From e8f55568de602630e0ce60f7863bdaeeea26c1c0 Mon Sep 17 00:00:00 2001
From: Jeff King <peff@peff.net>
Date: Thu, 9 Sep 2021 18:57:57 -0400
Subject: t5562: use alarm() to interrupt timed child-wait
MIME-Version: 1.0
Content-Type: text/plain; charset=UTF-8
Content-Transfer-Encoding: 8bit

The t5562 script occasionally takes 60 extra seconds to complete due to
a race condition in the invoke-with-content-length.pl helper.

The way it's supposed to work is this:

  - we set up a SIGCLD handler

  - we kick off http-backend and write to it with a set content-length,
    but _don't_ close the pipe

  - we sleep for 60 seconds, assuming that SIGCLD from http-backend
    finishing will interrupt us

  - after the sleep finishes (whetherby 60 seconds or because it was
    interrupted by the signal), we check a flag to see if our SIGCLD
    handler was called.

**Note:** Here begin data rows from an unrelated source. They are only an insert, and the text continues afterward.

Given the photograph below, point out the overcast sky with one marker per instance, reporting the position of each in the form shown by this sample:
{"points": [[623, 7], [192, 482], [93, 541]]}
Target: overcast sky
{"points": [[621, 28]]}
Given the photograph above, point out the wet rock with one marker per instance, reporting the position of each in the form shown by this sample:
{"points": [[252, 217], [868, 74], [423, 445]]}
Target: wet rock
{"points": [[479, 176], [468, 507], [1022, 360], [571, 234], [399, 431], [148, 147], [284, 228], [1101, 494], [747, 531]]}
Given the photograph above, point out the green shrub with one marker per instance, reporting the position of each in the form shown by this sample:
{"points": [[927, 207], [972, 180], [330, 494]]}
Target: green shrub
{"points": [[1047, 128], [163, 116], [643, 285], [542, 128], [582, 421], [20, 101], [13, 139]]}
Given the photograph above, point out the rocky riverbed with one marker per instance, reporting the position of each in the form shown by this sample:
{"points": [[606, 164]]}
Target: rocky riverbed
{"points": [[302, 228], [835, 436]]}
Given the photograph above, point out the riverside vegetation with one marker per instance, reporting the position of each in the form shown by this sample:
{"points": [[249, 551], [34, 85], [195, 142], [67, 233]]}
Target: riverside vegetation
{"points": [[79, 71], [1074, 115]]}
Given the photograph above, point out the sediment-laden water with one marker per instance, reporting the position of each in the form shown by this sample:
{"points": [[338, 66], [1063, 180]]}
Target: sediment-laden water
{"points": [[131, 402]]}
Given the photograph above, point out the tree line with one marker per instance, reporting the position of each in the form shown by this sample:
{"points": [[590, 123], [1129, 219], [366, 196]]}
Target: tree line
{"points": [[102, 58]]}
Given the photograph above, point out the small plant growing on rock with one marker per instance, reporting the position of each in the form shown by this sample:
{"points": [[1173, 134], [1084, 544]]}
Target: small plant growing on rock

If not, then we complain.

This usually completes immediately, because the signal interrupts our
sleep. But very occasionally the child process dies _before_ we hit the
sleep, so we don't realize it. The test still completes successfully
(because our $exited flag is set), but it takes an extra 60 seconds.

There's no way to check the flag and sleep atomically. So the best we
can do with this approach is to sleep in smaller chunks (say, 1 second)
and check the flag incrementally. Then we waste a maximum of 1 second if
we lose the race. This was proposed in:

  https://lore.kernel.org/git/20190218205028.32486-1-max@max630.net/

and it does work. But we can do better.

Instead of blocking on sleep and waiting for the child signal to
interrupt us, we can block on the child exiting and set an alarm signal
to trigger the timeout.

This lets us exit the script immediately when the child behaves (with no
race possible), and wait a maximum of 60 seconds when it doesn't.

Note one small subtlety: perl is very willing to restart the waitpid()
call after the alarm is delivered, even if we've thrown an exception via
die. "perldoc -f alarm" claims you can get around this with an eval/die
combo (and even has some example code), but it doesn't seem to work for
me with waitpid(); instead, we continue waiting until the child exits.

So instead, we'll instruct the child process to exit in the alarm
handler itself. In the original code this was done by calling
close($out). That would continue to work, since our child is always
http-backend, which should exit when its stdin closes. But we can be
even more robust against a hung or confused child by sending a KILL
signal, which should terminate it immediately.

Reported-by: SZEDER Gábor <szeder.dev@gmail.com>
Signed-off-by: Jeff King <peff@peff.net>
Signed-off-by: Junio C Hamano <gitster@pobox.com>

diff --git a/t/t5562/invoke-with-content-length.pl b/t/t5562/invoke-with-content-length.pl
index 0943474..718dd9b 100644
--- a/t/t5562/invoke-with-content-length.pl
+++ b/t/t5562/invoke-with-content-length.pl
@@ -13,11 +13,6 @@ my $body_data;
 defined read($body_fh, $body_data, $body_size) or die "Cannot read $body_filename: $!";
 close($body_fh);
 
-my $exited = 0;
-$SIG{"CHLD"} = sub {
-        $exited = 1;
-};
-
 # write data
 my $pid = open(my $out, "|-", @command);
 {
@@ -29,8 +24,13 @@ my $pid = open(my $out, "|-", @command);
 }
 print $out $body_data or die "Cannot write data: $!";
 
-sleep 60; # is interrupted by SIGCHLD
-if (!$exited) {
-        close($out);
+$SIG{ALRM} = sub {
+        kill 'KILL', $pid;
         die "Command did not exit after reading whole body";
+};
+alarm 60;
+
+my $ret = waitpid($pid, 0);
+if ($ret != $pid) {
+        die "confusing return from waitpid: $ret";
 }
-- 
cgit v0.10.2-6-g49f6